September 24, 2007

Biofuel crops may raise greenhouse gas emissions, scientist says

Cambridge, England – A new study by Nobel Prize-winning chemist Paul Crutzen suggests that growing and burning biofuel crops may actually raise greenhouse gas emissions, rather than lower them.

The study says that growing some of the most commonly-used biofuel crops release around twice the amount of the potent greenhouse gas nitrous oxide than previously thought. The amount of nitrous oxide – N2O, also known as “laughing gas” – could wipe out any benefits from not using fossil fuels, and probably contribute to global warming.

“The significance of it is that the supposed benefits of biofuels are even more disputable than had been thought hitherto,” says Keith Smith, co-author on the paper. “What we are saying is that (growing many biofuels) is probably of no benefit and in fact is actually making the climate issue worse.”

The work is currently subject to open review in the journal Atmosphere Chemistry and Physics, and Crutzen has declined to comment until that process is complete.
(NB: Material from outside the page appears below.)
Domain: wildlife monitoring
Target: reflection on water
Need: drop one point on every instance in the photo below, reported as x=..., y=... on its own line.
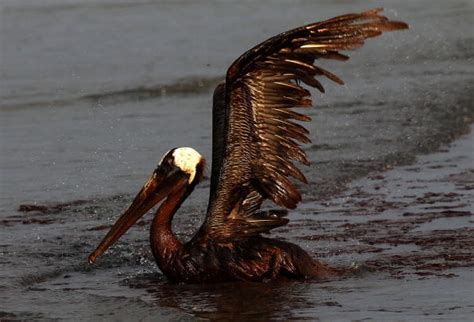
x=95, y=91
The paper suggests that microbes convert much more of the nitrogen in fertilizer to N2O than previously thought, and could be three to five percent, which is twice the widely-accepted figure used by the International Panel on Climate Change to calculate the impact of fertilizers on climate change.

For rapeseed biodiesel, which accounts for about 80 percent of the biofuel production in Europe, the relative warming due to N2O emissions is estimated at 1 to 1.7 times larger than the relative cooling effect due to saved fossil-fuel CO2 emissions. For corn bioethanol, dominant in the U.S., the figure is 0.9 to 1.5 times larger. Only cane sugar bioethanol, with a relative warming of 0.5 to 0.9, looks like a better alternative to conventional fuels.